Thus, with a final glance back to home, her kind, her old life, Etera simply sighed, steeled herself, clutching the rubbery rock in her hand...
...before striding...
...into the Mirrorwell's embrace.
Sister Astara, as of writing this, is still an incomplete character. Her personality still needs work, she doesn't have any clear rules to her powers yet, and even though she has a clear backstory now, it's likely not quite enough to get the full picture. But, this is how the creative process goes, sometimes on idea you had for a character just ends up as something completely different later. Astara, is no different, in fact this is especially true in her case, particularly now.
See, originally I wanted Astara's true race to be left ambiguous, since I couldn't initially decide on what she'd be underneath the robes and outside the rubberskunk form. It was meant to be at least humanoid-ish since I liked the outfit, and I felt the mystique of it could help sell her ethereal vibes. However, recently I realized that it would be super hard to write tf for her around that, especially since she's a tf focused character. I mean you try describing a hand turning into a four digit paw without knowing how many digits she had initially. So, I decided to ditch the mystery race idea, and commit to Astara having an established "true form". However, whilst again it's meant to be humanoid, I didn't want to do just a human or elf or something, that's boring. Part of the fun of tf is seeing what unique body types can be changed or altered into a new and completely different form.

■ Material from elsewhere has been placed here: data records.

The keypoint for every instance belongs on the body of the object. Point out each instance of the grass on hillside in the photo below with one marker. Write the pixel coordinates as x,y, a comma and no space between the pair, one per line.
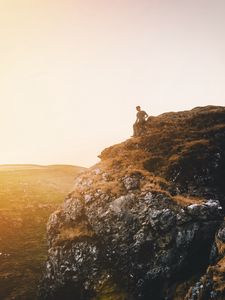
28,195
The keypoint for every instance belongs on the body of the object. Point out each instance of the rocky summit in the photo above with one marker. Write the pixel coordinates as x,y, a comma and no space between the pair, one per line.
146,222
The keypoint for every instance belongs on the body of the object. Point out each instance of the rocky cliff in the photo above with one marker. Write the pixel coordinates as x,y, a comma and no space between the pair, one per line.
147,221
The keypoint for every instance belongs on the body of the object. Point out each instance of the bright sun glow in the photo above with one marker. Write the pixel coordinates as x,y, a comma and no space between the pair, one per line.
73,71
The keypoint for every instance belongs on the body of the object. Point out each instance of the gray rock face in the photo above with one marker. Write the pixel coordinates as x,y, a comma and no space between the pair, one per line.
137,238
142,222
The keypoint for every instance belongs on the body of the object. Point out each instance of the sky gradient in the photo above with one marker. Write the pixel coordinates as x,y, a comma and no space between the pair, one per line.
73,71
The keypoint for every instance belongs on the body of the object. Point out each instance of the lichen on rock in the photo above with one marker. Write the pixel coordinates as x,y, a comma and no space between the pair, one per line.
141,223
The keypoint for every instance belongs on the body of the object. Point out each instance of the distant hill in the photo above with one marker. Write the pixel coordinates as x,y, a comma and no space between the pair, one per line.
28,195
143,223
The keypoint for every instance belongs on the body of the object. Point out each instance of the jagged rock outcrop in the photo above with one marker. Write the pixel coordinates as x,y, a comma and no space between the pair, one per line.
141,224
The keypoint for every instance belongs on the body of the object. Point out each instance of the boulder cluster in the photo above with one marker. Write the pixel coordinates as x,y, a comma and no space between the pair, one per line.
146,222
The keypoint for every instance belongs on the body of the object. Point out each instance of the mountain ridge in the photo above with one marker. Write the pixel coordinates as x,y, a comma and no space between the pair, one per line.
142,222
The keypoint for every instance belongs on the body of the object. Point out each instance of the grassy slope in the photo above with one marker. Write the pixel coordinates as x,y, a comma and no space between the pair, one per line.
28,194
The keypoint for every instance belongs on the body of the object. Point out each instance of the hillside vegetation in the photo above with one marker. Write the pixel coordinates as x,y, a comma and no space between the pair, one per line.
28,194
146,222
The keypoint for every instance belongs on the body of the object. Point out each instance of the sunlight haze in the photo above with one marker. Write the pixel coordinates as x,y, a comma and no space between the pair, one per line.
73,71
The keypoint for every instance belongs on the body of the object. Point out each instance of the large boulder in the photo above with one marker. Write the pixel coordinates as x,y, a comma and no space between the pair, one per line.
142,222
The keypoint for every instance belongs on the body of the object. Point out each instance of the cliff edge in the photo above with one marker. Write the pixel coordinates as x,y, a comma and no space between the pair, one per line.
147,221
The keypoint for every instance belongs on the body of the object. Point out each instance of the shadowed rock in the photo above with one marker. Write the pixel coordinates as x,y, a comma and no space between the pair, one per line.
141,223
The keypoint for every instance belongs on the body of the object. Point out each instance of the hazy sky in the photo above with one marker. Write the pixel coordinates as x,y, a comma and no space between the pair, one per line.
72,71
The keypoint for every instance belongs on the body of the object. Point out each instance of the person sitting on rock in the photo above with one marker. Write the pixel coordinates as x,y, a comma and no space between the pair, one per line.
139,124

So, just completely on a whim and without nearly enough planning to do it, I decided to just make up a new race for her to be instead. Say hello, to the Novici.

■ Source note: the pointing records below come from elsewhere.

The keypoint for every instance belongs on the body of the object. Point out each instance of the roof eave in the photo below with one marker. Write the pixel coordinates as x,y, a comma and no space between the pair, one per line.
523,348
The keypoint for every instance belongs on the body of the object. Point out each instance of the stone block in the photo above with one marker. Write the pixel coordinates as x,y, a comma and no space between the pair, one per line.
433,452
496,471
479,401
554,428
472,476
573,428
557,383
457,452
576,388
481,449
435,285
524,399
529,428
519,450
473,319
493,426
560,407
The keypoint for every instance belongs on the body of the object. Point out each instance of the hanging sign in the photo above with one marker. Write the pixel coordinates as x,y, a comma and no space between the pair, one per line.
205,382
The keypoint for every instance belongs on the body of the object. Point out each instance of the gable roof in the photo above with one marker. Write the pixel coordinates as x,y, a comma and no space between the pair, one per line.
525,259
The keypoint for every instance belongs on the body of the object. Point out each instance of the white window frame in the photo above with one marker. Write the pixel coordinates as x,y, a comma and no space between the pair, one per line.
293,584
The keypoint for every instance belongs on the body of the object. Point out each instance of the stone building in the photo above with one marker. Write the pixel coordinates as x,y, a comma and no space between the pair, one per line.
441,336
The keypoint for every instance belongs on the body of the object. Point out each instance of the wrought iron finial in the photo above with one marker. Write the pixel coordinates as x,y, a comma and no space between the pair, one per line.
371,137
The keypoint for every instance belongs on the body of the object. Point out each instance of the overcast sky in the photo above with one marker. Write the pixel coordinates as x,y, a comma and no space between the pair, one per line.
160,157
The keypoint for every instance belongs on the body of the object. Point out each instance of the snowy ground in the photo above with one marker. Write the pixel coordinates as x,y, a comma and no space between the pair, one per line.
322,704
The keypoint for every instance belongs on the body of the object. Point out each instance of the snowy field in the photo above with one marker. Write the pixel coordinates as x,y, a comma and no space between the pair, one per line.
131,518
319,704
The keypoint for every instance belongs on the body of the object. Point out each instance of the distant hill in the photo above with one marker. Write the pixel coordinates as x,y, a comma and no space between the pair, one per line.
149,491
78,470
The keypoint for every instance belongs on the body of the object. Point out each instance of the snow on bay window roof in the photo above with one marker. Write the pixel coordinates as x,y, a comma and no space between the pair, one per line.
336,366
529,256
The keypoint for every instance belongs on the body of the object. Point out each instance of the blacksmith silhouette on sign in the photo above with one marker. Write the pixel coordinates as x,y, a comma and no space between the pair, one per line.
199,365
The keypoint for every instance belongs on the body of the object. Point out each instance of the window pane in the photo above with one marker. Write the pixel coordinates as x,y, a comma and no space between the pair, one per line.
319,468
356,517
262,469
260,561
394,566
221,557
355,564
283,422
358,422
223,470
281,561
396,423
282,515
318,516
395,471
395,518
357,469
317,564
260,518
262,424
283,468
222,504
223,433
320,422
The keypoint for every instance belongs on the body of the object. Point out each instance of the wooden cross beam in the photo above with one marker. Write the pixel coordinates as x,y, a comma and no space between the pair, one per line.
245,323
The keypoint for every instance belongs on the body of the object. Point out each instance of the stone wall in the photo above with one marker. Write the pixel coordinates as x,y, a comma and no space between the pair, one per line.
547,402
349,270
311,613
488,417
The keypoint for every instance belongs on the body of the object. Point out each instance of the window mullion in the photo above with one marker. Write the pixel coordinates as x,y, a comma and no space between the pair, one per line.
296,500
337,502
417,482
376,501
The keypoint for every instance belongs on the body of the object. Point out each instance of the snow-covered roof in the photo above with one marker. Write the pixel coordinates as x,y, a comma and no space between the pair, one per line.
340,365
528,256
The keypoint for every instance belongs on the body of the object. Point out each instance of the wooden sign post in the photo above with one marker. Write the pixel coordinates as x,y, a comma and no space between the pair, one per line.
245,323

What are they? How do they work?
Weeeeell uh....well they're heavily renaissance themed, obviously, Italian armadillo/Komodo dragon type things. Their skin is very rigid and calloused, with a sharp sandpaper texture that cuts your skin if you touch it, with very low nerve endings that give them a terrible sense of touch....
Yeah they're basically the direct opposite of what I find attractive in designs, purely to contrast against the rubberskunk.

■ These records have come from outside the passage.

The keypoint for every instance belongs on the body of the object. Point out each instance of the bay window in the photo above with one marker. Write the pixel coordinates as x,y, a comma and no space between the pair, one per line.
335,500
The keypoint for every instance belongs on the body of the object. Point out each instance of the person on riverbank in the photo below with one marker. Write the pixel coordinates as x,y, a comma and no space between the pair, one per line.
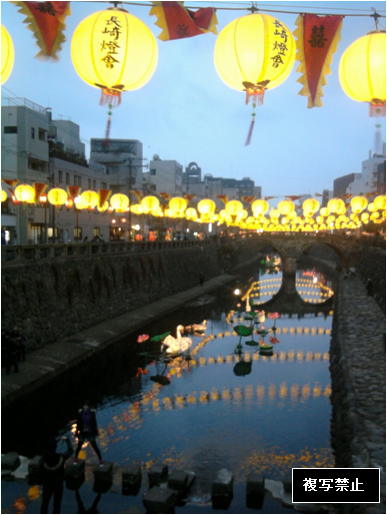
53,473
87,429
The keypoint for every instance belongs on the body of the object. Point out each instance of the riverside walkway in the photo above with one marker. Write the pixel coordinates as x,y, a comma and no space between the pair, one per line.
47,363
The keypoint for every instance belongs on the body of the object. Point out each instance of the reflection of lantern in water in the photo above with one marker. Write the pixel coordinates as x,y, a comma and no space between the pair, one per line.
114,51
362,71
254,53
358,204
7,54
25,193
57,197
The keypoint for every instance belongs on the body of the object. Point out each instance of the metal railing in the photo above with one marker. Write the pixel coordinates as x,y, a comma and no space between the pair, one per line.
17,254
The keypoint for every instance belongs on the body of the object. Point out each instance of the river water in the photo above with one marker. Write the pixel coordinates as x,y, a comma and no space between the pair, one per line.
228,406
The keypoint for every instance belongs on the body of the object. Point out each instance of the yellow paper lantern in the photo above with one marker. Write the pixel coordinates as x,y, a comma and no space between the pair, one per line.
89,199
7,54
285,207
311,205
119,201
380,202
335,205
254,53
57,197
206,207
178,205
25,193
150,204
259,207
233,207
114,51
362,71
358,204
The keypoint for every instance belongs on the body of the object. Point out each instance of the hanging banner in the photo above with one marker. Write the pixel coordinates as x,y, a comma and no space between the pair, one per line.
317,38
39,188
178,22
46,20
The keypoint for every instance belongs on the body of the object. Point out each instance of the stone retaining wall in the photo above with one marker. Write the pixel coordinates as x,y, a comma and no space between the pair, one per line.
358,374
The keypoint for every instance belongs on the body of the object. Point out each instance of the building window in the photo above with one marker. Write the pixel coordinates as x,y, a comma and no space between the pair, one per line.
42,134
10,130
77,233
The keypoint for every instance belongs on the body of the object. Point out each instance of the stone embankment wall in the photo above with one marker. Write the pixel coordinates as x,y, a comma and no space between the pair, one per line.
56,298
358,374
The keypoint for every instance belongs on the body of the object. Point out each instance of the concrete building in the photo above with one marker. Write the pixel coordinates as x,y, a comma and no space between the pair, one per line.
164,176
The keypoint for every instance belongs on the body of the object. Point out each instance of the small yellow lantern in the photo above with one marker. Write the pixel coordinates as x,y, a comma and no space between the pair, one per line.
336,205
7,54
25,193
57,197
358,204
119,201
362,71
178,205
254,53
233,207
206,207
150,204
285,207
380,202
90,199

I made them to make a rubberskunk form look all the better.
....I'll figure out something better for them later, don't worry.
Its size was so small that it could be classed closer to a country than a planet, its landscape arid and sweltering enough to blister outsider skin within seconds, and its location was so distant and obscure, so poorly placed nearby a gleaming green star, that it would take dozens of millennia for the greater galactic whole to even notice its presence, let alone make contact. And yet, despite all odds, life found hold upon Novin's surface, intelligent life. Creatures built to withstand and thrive within the intense heat soon evolved over Novin's life, at a blinding pace due to its miniscule size and harsh conditions, though this process was heavily competitive, with countless species forming and going extinct just as quickly, some lasting only a handful of generations, others, not even one. But one race, clad in solid, nerveless flesh and jagged, sandpaper skin too rough and sharp to be consumed, held fast just long enough for nature's hold to eventually slip, allowing for society to form.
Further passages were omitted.